Keluhan pelaku usaha terhadap kebijakan pemangkasan produksi batu bara dalam Rencana Kerja dan Anggaran Biaya (RKAB) dinilai berakar pada minimnya kepastian perencanaan jangka menengah.

IMEF Soroti Pemangkasan Produksi Batu Bara, Dorong Kepastian RKAB Tiga Tahunan
Ilustrasi

Jakarta, TAMBANG - Keluhan pelaku usaha terhadap kebijakan pemangkasan produksi batu bara dalam Rencana Kerja dan Anggaran Biaya (RKAB) dinilai berakar pada minimnya kepastian perencanaan jangka menengah. Ketua Indonesia Mining & Energy Forum (IMEF) Singgih Widagdo menilai, kebijakan tersebut seharusnya diimbangi dengan pengembalian pola RKAB tiga tahunan.

“Dengan memahami pertambangan sebagai proyek jangka panjang, sebaiknya RKAB dikembalikan kembali dengan pola tiga tahunan,” ujar Ketua IMEF, Singgih Widagdo menanggapi pemangkasan porsi produksi yang belakangan dikeluhkan sejumlah perusahaan tambang batu bara lewat pesan tertulis, Senin (2/2).

Ia menjelaskan, saat ini terdapat 963 perusahaan pertambangan batu bara yang harus dikelola pemerintah. Dalam kondisi tersebut, perubahan kebijakan produksi secara drastis dan jangka pendek berpotensi menimbulkan ketidakpastian usaha, tidak hanya bagi pemegang izin, tetapi juga bagi perusahaan jasa pertambangan dan sektor pembiayaan.

Meski demikian, IMEF menilai pengendalian produksi nasional tetap dapat dilakukan tanpa mengorbankan kepastian usaha. Salah satunya melalui evaluasi produksi tahunan sebelum RKAB tahun berikutnya dijalankan.

“Untuk memproyeksikan kondisi pasar, evaluasi atas produksi nasional bisa saja dilakukan setiap tahun. Pola ini akan lebih menyehatkan stakeholder industri pertambangan, baik perusahaan pemilik izin, perusahaan jasa pertambangan, perbankan, hingga negara importir dalam memetakan ketersediaan pasokan batu bara dari Indonesia,” jelasnya.

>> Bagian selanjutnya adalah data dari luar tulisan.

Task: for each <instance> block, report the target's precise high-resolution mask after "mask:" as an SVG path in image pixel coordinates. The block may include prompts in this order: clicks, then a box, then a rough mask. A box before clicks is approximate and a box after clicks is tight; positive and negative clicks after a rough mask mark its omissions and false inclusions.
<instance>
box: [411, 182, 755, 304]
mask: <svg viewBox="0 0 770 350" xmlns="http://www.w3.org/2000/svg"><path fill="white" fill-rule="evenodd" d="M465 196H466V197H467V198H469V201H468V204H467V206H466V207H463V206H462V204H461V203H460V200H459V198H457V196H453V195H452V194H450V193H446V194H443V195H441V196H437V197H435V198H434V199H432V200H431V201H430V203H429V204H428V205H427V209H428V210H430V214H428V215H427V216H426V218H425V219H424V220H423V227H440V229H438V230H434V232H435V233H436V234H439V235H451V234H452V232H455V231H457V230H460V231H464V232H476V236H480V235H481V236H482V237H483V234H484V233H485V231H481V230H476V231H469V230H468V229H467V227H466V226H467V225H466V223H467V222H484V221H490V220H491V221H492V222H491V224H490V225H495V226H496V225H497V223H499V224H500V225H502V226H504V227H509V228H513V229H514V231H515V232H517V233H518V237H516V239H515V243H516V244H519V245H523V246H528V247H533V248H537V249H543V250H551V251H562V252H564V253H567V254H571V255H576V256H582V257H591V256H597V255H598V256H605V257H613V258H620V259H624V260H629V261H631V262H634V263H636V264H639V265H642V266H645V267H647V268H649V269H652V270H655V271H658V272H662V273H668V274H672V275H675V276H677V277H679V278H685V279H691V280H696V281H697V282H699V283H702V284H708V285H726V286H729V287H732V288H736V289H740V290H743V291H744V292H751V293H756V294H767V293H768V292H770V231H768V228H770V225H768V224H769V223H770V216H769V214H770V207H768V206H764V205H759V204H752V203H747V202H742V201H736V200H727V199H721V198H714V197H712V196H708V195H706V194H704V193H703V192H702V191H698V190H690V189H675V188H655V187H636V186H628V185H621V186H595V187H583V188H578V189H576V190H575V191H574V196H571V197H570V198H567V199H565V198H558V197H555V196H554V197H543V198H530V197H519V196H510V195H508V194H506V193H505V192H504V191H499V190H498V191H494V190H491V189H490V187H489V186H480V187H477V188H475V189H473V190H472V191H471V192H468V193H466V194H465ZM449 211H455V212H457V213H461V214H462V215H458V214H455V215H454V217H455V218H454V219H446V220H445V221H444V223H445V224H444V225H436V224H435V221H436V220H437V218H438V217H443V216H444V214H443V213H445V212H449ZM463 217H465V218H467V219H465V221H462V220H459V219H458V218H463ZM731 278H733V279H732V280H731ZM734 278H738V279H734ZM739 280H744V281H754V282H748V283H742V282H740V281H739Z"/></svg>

Lebih lanjut, Singgih juga menyoroti pentingnya penguatan basis data pasar global dalam penetapan kebijakan produksi. Mengingat posisi Indonesia sebagai eksportir batu bara terbesar dunia, pemerintah dinilai perlu lebih aktif melakukan pemantauan langsung ke negara importir utama seperti China dan India.

“Pemerintah sebaiknya memiliki tim yang secara rutin berkunjung ke negara importir utama untuk mendapatkan data riil terkait kenaikan produksi domestik mereka, biaya penambangan, hingga proyeksi pengurangan impor. Kebijakan produksi tidak cukup hanya berbasis desk analysis,” tegasnya.

Menurut Singgih, kebijakan pemangkasan produksi tanpa dukungan data lapangan yang kuat berisiko menimbulkan distorsi pasar dan tekanan pada rantai industri. Padahal, pengelolaan sektor pertambangan tidak hanya menyangkut aspek ekonomi, tetapi juga keberlanjutan lingkungan.

“Mengelola 963 perusahaan tambang bukan hanya soal ekonomi, tetapi juga mengelola lingkungan. Karena itu, kebijakan harus disusun secara terukur, berbasis data akurat, dan berorientasi jangka panjang,” pungkasnya.

Sebagai informasi, saat ini pemerintah menerapkan kebijakan RKAB satu tahunan, setelah sebelumnya menggunakan skema tiga tahunan. Pemberlakuan RKAB satu tahun ini mulai diterapkan pada 2026 dengan target produksi batu bara sekitar 600 juta ton.